5 hours after opening, the store was back to normal; all the seasonal items gone, back to home improvement. The poor contractors that came in to do their normal business had a tough time. I sent them all up to the Garden Center for quick checkout, after a few jokes about "regular shopping" on a day like this. Most of the customers were funny, at least the men, who were no doubt dragged out by their wives, some of them with their mouths hanging open, following like a slow zombie. Some would try to make small talk while their wives careened through the aisles, leaving their cart behind. "Who got to stay home today?" They would ask. Noone. Everyone works today. This is the Holy Grail, buddy. This is where we get to show the economy we can survive, for a day. Whenever 2 people would go by, each with ShopVacs in their carts, I'd do a play by play, as if it were ShopVac Races. Only a few thought it was funny. Wit goes by the wayside when commerce is on the line.

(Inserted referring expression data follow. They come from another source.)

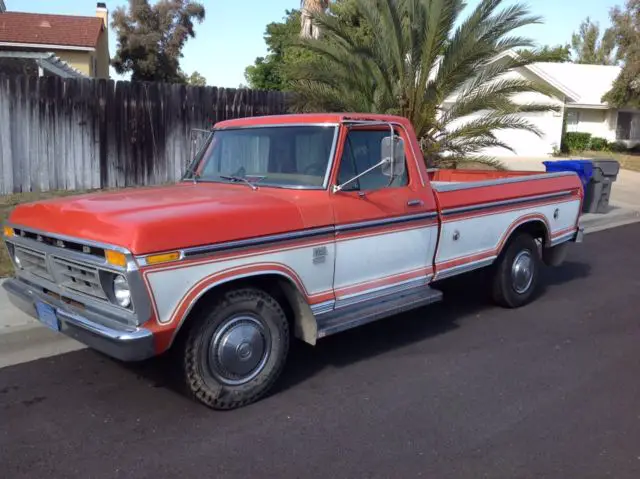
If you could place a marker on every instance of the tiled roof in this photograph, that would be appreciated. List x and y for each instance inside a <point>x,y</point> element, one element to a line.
<point>67,30</point>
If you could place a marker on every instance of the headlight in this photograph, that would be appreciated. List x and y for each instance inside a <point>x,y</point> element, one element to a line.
<point>121,291</point>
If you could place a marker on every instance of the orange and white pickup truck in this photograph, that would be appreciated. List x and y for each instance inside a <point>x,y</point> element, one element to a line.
<point>293,226</point>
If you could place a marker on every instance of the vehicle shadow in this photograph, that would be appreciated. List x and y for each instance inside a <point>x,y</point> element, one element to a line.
<point>465,298</point>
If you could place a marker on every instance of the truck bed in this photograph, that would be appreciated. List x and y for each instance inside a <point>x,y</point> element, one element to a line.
<point>480,209</point>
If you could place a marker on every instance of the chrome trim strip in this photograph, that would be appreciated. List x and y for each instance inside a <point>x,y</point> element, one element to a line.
<point>441,188</point>
<point>494,204</point>
<point>464,268</point>
<point>127,343</point>
<point>384,222</point>
<point>330,162</point>
<point>271,125</point>
<point>323,308</point>
<point>332,158</point>
<point>564,238</point>
<point>302,234</point>
<point>140,310</point>
<point>381,291</point>
<point>260,241</point>
<point>50,250</point>
<point>394,123</point>
<point>71,239</point>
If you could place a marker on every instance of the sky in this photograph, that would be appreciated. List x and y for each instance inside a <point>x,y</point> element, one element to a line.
<point>231,37</point>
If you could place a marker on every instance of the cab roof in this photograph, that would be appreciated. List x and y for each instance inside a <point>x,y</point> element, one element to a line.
<point>311,118</point>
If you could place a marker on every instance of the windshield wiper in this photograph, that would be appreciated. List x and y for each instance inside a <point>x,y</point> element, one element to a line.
<point>240,178</point>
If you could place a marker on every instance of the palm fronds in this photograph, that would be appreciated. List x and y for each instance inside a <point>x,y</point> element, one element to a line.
<point>453,79</point>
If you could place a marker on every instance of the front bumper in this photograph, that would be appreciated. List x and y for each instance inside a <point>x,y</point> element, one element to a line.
<point>579,236</point>
<point>97,332</point>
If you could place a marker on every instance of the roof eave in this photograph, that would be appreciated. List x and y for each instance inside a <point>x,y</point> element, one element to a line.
<point>47,46</point>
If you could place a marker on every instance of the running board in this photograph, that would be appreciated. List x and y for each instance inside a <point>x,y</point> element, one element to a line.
<point>349,317</point>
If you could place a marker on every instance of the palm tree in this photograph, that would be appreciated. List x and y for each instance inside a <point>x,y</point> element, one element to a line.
<point>308,9</point>
<point>451,81</point>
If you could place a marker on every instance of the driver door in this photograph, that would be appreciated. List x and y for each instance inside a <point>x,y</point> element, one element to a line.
<point>384,239</point>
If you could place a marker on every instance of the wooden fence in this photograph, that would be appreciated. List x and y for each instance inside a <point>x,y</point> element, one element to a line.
<point>68,134</point>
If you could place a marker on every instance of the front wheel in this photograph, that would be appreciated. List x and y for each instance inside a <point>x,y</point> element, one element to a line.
<point>235,351</point>
<point>516,273</point>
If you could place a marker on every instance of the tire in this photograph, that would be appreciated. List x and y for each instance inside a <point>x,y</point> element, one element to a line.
<point>512,287</point>
<point>235,350</point>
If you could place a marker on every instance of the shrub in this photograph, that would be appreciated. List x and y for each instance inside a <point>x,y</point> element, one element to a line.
<point>634,149</point>
<point>618,147</point>
<point>599,144</point>
<point>577,141</point>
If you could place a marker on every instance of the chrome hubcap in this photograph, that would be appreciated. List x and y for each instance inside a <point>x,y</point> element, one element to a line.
<point>239,350</point>
<point>522,272</point>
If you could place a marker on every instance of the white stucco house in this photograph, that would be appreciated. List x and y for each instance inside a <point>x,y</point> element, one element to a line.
<point>576,90</point>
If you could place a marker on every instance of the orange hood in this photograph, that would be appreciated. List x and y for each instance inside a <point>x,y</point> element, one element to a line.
<point>147,220</point>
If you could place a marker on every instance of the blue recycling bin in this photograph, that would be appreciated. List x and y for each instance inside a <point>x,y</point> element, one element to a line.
<point>584,168</point>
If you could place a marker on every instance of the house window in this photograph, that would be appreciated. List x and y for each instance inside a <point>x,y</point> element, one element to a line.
<point>623,128</point>
<point>573,119</point>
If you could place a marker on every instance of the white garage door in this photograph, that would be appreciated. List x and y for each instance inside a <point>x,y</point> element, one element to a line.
<point>528,144</point>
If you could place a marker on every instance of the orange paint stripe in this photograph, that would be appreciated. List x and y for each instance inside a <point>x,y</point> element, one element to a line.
<point>386,281</point>
<point>502,209</point>
<point>448,264</point>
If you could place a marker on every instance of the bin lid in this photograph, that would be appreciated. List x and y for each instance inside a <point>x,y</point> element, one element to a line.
<point>609,167</point>
<point>584,168</point>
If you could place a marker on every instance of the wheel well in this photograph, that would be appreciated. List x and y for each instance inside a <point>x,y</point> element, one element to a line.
<point>299,315</point>
<point>536,228</point>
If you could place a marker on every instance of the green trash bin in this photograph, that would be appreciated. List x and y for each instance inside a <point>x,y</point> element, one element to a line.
<point>598,191</point>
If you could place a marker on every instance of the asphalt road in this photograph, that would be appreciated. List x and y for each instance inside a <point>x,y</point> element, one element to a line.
<point>461,389</point>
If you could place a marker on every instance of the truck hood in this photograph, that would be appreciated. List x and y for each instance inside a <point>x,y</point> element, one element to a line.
<point>146,220</point>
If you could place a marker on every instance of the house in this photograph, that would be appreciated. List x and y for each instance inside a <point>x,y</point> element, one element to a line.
<point>577,91</point>
<point>61,44</point>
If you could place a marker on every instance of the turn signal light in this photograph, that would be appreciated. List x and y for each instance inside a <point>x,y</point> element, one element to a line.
<point>115,258</point>
<point>163,258</point>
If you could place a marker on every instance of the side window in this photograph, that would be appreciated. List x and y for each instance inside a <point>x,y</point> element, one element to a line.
<point>361,151</point>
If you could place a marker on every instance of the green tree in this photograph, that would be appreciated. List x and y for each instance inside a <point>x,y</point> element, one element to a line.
<point>556,54</point>
<point>626,25</point>
<point>589,48</point>
<point>196,79</point>
<point>273,71</point>
<point>150,38</point>
<point>268,72</point>
<point>422,55</point>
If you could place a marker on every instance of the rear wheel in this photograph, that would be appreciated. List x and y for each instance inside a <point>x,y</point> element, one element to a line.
<point>517,272</point>
<point>235,350</point>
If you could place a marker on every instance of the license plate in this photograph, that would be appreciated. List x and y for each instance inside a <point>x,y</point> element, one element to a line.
<point>47,316</point>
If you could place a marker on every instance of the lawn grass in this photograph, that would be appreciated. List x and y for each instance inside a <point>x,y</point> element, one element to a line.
<point>8,203</point>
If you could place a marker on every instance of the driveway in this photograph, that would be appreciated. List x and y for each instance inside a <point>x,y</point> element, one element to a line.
<point>461,389</point>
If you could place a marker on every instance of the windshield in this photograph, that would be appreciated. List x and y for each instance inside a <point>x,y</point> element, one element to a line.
<point>289,156</point>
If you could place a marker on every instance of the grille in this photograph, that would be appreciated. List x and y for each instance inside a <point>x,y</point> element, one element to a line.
<point>79,277</point>
<point>33,262</point>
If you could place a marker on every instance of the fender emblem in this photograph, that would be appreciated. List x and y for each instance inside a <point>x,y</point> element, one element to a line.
<point>319,254</point>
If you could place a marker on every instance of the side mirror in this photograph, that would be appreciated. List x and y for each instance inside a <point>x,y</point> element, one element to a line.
<point>392,156</point>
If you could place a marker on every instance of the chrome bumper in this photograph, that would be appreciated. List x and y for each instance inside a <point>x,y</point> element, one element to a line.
<point>579,236</point>
<point>91,329</point>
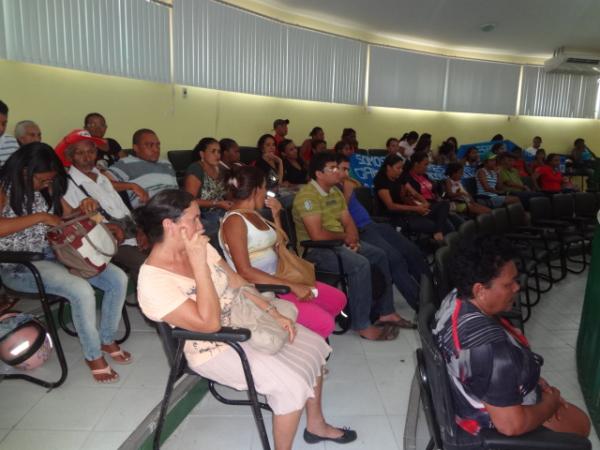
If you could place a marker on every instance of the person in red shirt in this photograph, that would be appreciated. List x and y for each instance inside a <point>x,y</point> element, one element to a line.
<point>548,178</point>
<point>280,129</point>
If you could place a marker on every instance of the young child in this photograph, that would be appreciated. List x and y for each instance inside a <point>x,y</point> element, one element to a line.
<point>460,199</point>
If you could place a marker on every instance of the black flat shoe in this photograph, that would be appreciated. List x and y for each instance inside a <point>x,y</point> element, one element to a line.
<point>348,436</point>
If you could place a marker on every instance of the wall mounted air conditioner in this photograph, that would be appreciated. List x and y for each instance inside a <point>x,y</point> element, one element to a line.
<point>579,62</point>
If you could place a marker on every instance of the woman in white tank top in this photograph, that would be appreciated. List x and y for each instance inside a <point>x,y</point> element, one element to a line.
<point>248,243</point>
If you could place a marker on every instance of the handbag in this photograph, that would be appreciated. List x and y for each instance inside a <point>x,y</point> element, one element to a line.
<point>267,335</point>
<point>83,245</point>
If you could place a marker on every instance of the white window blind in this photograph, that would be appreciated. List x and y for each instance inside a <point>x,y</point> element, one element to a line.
<point>116,37</point>
<point>558,94</point>
<point>482,87</point>
<point>404,79</point>
<point>221,47</point>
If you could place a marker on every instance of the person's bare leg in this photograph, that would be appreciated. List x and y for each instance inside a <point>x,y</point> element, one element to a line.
<point>315,422</point>
<point>571,419</point>
<point>284,429</point>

So, I survived. My best friend came in to see me, and thankfully took me out to lunch. I was really hungry, but I was not about to go move my car just to come back! No way. People were parking on the sidewalk in front of the door. The cops were called more than once. It. Was. Chaos. I left after 8 hours, doing the bare minimum, out of exhaustion, and went home, took a nap, and went out for dinner, where I told of my exploits to the people who are not brave enough to go out on this, the holiest of shopping days. And yes, I was asleep by 8. I missed Monk. Again. :)
To my fellow compatriots in the Retail Biz, I salute you, battle well fought. Here is a photo so that the rest of you can understand just how it is, and how we get a front row seat to the freak show. And how suddenly popular and needed we are :)
Today's Song of the Day is:
Crazy Frog, Crazy Jodeling http://listen.grooveshark.com/#/song/Crazy_Jodeling/1165386
Because, while I am completely excited about Christmas, I am finding much more joy in the Hope of the real Christmas. And this is the perfect soundtrack to Black Friday...especially the "bam bam"s that are randomly thrown in.